Wire doesn't disclose its user numbers yet. According to Duric the service is growing at the speed of between 150,000 and 250 000 users per month, and the biggest markets are countries where there is more awareness of personal data privacy issues, such as the US, Germany, and the UK.

He says although there are other, more popular services that provide end-to-end encryption, they lack the privacy and security capabilities Wire already has.

"Yes, there's one [Telegram] that has 100 million users and another [WhatsApp] that has a billion users. But with Telegram you have to actively switch conversation to the private mode. Telegram doesn't have this private mode for group chats and it doesn't support voice and video calls and neither group voice calls that we already have," he says.

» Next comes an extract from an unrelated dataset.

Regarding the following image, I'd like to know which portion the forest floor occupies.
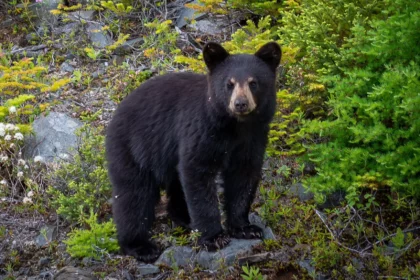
[0,2,420,280]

Although WhatsApp does now support encryption on iOS, it still does not offer it for standalone desktops without an accompanying phone app, or for video or group calls.

He also points out WhatsApp is owned by Facebook whose primary revenue source come from data mining.

"The privacy of your own data is a foundation that's going to be appealing to a number of users. It's not necessarily going to be appealing to the whole market. When whole foods and organic food entered the market 20 to 30 years ago, they were not mainstream," he says.

"But then, within just a couple of years it became apparent to a number of people that this is the way to do it. So after some years you could see that even the big food market chains have healthy food sections even if the rest of the food is not so healthy."

By analogy, Duric argues that there's room for substantial alternatives to the bigger communication applications that, he says, are not taking much care of users' private data.

Wire's co-founder Janus Friis has publicly declared that Wire is never going to sell ads. Instead revenue will be generated mostly via premium accounts.

Duric points out that privacy doesn't end with communications and hints there are several other services that can be provided using Wire's secure platform.

"Services such as storing your, let's say, personal photos in full resolution without doing data mining on your photos. That has substantial value for quite some number of people," he says.

"Once you have services up and a platform that's known for its highest privacy and security standards, then it also opens up a number of other areas and a number of other business models that we'll be showing in a time to come."

Wire is funded by Iconical, which is a collective of designers, engineers, and entrepreneurs. According to Duric, Wire is not planning to take in any other external investments, but that situation might change in the future.